Many of the GOP candidates who were defeated were nothing more than Trump automatons. In order to secure Trump’s blessing and endorsement, Trump required them to publicly state and defend his “stop-the-steal” thesis for the 2020 presidential election. If they refused to do so, Trump would refuse to endorse them and possibly even come out against them.
Thus, it’s clear that voters weren’t interested in GOP candidates who were scared to death of antagonizing Trump. Voters knew that if they elected these Trump sycophants, they would be nothing more than Trump automatons once in office. Voters were clearly not interested in Trump sycophantic drones serving in either the Senate or the House, where they would do whatever Trump ordered them to do.
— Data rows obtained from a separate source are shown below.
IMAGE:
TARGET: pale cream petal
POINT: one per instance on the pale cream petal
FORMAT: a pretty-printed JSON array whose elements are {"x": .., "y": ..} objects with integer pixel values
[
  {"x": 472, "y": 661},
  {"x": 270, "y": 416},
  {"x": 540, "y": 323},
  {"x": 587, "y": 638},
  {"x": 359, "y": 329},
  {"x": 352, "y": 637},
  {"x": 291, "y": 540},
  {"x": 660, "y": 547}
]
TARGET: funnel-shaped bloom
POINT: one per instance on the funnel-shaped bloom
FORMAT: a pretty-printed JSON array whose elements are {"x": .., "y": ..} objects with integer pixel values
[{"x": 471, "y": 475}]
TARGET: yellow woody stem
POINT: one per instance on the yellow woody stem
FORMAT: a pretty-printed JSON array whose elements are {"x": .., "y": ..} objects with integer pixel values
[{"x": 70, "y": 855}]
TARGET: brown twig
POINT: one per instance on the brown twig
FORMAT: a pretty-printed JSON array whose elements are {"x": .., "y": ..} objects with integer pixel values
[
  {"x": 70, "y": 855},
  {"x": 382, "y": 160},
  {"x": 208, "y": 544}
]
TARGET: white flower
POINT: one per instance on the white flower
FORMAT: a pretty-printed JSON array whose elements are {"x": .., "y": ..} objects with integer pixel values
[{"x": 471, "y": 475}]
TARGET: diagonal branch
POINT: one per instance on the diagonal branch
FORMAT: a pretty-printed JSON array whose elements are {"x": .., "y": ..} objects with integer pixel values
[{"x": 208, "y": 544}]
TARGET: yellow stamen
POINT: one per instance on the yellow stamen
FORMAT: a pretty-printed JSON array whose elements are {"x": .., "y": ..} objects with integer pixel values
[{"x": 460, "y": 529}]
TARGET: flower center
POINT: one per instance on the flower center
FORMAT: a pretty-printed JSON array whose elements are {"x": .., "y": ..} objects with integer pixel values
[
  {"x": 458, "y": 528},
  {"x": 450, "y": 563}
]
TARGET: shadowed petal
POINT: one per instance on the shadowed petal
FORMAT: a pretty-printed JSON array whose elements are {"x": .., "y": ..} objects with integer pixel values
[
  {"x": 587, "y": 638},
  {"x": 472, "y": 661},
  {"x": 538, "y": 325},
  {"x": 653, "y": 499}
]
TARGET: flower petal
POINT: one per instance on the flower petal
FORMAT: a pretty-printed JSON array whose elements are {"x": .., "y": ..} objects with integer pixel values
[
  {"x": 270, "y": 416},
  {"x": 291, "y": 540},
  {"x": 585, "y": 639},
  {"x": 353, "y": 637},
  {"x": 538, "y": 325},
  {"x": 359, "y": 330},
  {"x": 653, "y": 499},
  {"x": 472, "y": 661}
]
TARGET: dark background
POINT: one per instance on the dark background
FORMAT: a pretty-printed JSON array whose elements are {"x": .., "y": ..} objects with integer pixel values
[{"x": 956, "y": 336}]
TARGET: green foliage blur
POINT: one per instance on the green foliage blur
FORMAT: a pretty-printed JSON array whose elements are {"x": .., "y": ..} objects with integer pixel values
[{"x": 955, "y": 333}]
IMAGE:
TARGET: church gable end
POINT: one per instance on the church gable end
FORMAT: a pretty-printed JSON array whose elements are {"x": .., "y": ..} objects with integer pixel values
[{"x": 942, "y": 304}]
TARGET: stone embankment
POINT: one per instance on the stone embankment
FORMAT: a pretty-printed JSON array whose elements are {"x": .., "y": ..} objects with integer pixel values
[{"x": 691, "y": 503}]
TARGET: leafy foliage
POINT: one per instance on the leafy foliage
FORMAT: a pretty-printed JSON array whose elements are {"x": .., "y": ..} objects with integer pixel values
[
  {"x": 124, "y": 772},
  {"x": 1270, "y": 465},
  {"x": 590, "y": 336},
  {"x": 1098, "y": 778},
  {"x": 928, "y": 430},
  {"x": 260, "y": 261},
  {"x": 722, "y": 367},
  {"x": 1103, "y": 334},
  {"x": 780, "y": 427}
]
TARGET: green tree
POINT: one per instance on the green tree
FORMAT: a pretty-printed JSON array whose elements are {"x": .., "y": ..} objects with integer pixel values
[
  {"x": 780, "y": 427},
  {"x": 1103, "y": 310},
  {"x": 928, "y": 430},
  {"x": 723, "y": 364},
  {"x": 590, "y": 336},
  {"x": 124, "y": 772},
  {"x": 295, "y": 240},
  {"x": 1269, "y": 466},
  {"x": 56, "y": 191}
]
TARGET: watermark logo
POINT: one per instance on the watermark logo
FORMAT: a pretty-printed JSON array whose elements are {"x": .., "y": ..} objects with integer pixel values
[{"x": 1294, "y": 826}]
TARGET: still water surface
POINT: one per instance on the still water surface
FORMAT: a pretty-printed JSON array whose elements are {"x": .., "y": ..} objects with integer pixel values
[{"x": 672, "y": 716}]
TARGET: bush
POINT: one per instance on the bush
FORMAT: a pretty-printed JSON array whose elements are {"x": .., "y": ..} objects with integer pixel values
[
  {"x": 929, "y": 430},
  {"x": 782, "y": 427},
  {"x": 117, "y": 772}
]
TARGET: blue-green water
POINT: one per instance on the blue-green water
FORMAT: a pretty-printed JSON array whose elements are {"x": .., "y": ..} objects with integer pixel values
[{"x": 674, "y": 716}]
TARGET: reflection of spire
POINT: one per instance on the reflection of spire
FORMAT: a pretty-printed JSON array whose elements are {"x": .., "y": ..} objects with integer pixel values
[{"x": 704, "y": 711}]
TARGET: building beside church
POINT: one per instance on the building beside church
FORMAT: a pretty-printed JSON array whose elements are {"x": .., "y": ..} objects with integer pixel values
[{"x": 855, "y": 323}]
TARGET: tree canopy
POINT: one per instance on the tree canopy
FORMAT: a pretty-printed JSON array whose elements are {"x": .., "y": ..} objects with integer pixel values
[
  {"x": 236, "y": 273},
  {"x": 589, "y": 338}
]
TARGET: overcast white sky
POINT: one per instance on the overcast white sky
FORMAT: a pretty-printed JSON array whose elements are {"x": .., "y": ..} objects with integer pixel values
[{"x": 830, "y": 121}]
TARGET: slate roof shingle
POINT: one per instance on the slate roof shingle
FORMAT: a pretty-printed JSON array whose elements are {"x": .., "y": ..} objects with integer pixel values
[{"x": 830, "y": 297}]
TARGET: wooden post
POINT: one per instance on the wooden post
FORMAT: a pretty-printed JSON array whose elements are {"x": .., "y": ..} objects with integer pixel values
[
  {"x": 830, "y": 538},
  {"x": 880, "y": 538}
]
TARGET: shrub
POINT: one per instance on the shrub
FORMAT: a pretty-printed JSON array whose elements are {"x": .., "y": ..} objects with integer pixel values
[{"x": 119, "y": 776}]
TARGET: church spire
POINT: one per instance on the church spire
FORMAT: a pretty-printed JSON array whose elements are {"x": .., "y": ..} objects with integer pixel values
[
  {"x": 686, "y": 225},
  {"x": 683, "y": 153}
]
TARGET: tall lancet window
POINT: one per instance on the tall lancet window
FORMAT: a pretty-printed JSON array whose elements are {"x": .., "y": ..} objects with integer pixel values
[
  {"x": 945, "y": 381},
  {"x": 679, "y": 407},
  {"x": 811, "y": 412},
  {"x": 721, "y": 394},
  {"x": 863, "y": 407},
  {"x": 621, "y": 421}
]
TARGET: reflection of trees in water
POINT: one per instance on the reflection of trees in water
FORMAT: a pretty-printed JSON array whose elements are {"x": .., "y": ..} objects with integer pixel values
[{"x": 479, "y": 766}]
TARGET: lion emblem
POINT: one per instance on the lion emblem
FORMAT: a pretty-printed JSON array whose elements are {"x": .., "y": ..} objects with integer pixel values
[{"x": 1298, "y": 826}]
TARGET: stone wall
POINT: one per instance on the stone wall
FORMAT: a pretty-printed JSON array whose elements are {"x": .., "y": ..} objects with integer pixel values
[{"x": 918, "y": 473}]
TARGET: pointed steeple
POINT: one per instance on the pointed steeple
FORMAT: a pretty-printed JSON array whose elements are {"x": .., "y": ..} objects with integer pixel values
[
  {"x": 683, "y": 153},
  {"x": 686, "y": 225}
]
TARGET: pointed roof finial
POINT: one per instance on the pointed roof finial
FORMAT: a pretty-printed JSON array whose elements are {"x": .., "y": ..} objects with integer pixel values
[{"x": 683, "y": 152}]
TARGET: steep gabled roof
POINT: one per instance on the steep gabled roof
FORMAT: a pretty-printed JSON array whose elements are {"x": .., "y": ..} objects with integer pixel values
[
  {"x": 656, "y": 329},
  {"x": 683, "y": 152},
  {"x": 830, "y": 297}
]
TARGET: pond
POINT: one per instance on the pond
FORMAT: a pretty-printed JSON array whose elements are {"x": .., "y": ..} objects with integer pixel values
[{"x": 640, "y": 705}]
Moreover, the fact is that a large number of people are not interested in having Trump return to the White House. And there is a good reason for that. With his temper, arrogance, petulance, thirst for power, and belief in using federal regulatory power as a dictatorial weapon, Trump’s policies and orientation bear a remarkable political resemblance to those of Italian ruler Benito Mussolini.
Consider some of the things that Trump did the first time around, all of which would have found favor with Il Duce:
He initiated a vicious trade war with China.
He instituted a welfare program for American farmers who were suffering from his vicious trade war against China.
He ramped up the brutal embargo against Cuba.
He enforced deadly and destructive sanctions against the people of Iran, North Korea, Venezuela, and other nations.
He continued the federal government’s out-of-control spending and debt.
He launched the COVID-19 stimulus program.
He kept U.S. troops in Afghanistan and Iraq.
He surrounded himself with generals and warmongers (e.g., John Bolton).
He visited the CIA soon after taking the oath of office to swear loyalty and fealty to that evil agency.
He loyally supported the national-security establishment.
He ramped up the deadly war on immigrants and America’s immigration police state.
He built a Berlin Wall along the border, in large part through the forcible stealing of private property through eminent domain.
He continued the JFK assassination cover-up by acceding to CIA demands for continued secrecy of its assassination-related records.
He refused to issue pardons for Julian Assange and Edward Snowden.
He reaffirmed his allegiance to Social Security and Medicare, two of America’s largest socialist programs.
Moreover, there is little doubt that if Trump had succeeded in convincing the Pentagon of his “stop-the-steal” thesis in the 2020 election, Trump would still be president today. (See my January 13, 2021, article “The Pentagon Speaks.”) Given his propensity for dictatorial conduct, there is little doubt that a second term would be even more dangerous for America than Trump’s first term. As bad as Biden is, American voters are obviously concluding that Trump would be worse. By putting their eggs in the Trump basket in the mid-term elections, the GOP had it coming.